そんな折、妻が息子の小学校最後の夏休みだから沖縄へ旅行へ行かないかと提案をしてくれたのです。沖縄と聞いて、私も胸が騒ぐことがありました。実は若かりし頃、マリンスポーツにハマっていた私はよく沖縄へ遊びに行っていたのです。特にお気に入りだったのがダイビングです。その瞬間に、良いことを思い付きました。息子をマリンスポーツに誘ってみようと思ったのです。

こうして私たちは沖縄旅行へと赴いたのですが、相変わらず息子の表情は冴えません。嬉しさはあるのでしょうが、それを私の前で見せるのは憚られるようです。しかし、私は何となく自信がありました。得意のマリンスポーツ、そしてダイビングを一緒に体験することが出来れば、カチンコチンに固まった息子の心を氷解させることが出来るだろうと。

そして二日目、いよいよマリンスポーツへ向かう時が来ました。息子は黙ったまま付いてきましたが、表情からは興味津々の雰囲気を漂わせています。そこで道中、私は息子と二人きりでマリンスポーツについて、そしてダイビングについて語り始めたのです。息子は黙ったまま、こちらをじっと見て聞き入っていました。

こうして歩きながらダイビングショップへ向かうと、旧知のインストラクターと合流をして海へと向かったのです。当初はダイビングをと思ったのですが、いきなりではハードルが高すぎるので今回はシュノーケリングをしてダイビングの雰囲気を味わってもらうことにしました。息子は少しがっかりしたような表情を見せつつも、どこかで安堵の表情もしていましたね。

この日の夕方、息子はこれまでには無いほどに興奮をし、昼間に体験をした感動の瞬間を私に熱く語ってきました。行きとは真逆の光景ですね。海に潜った息子は、すぐに感動の坩堝に引き込まれたのか、私の腕をグッと握りながらもっと潜ろうと促してくるのです。私はそれが嬉しくてたまりませんでした。これまでは感情を押し殺していた息子でしたが、目論見通りにこの沖縄のダイビング体験が全てを氷解させてくれたのです。

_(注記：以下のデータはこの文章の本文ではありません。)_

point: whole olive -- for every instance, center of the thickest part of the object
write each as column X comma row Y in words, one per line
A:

あの日以来、息子は私のことを「お父さん」と呼んでくれるようになり、成人を超えて社会人になった今では「親父」と呼んでくれるようになったのです。あれから何度も沖縄へシュノーケリングやダイビングをしに一緒に出向き、今では本当の親子以上の関係性になれたと思います。やはり素晴らしい風景は、どんなに凝り固まった心でも解きほぐしてくれるのでしょうね。私たちの場合は、それはが沖縄だったのです。懐かしい思い出です。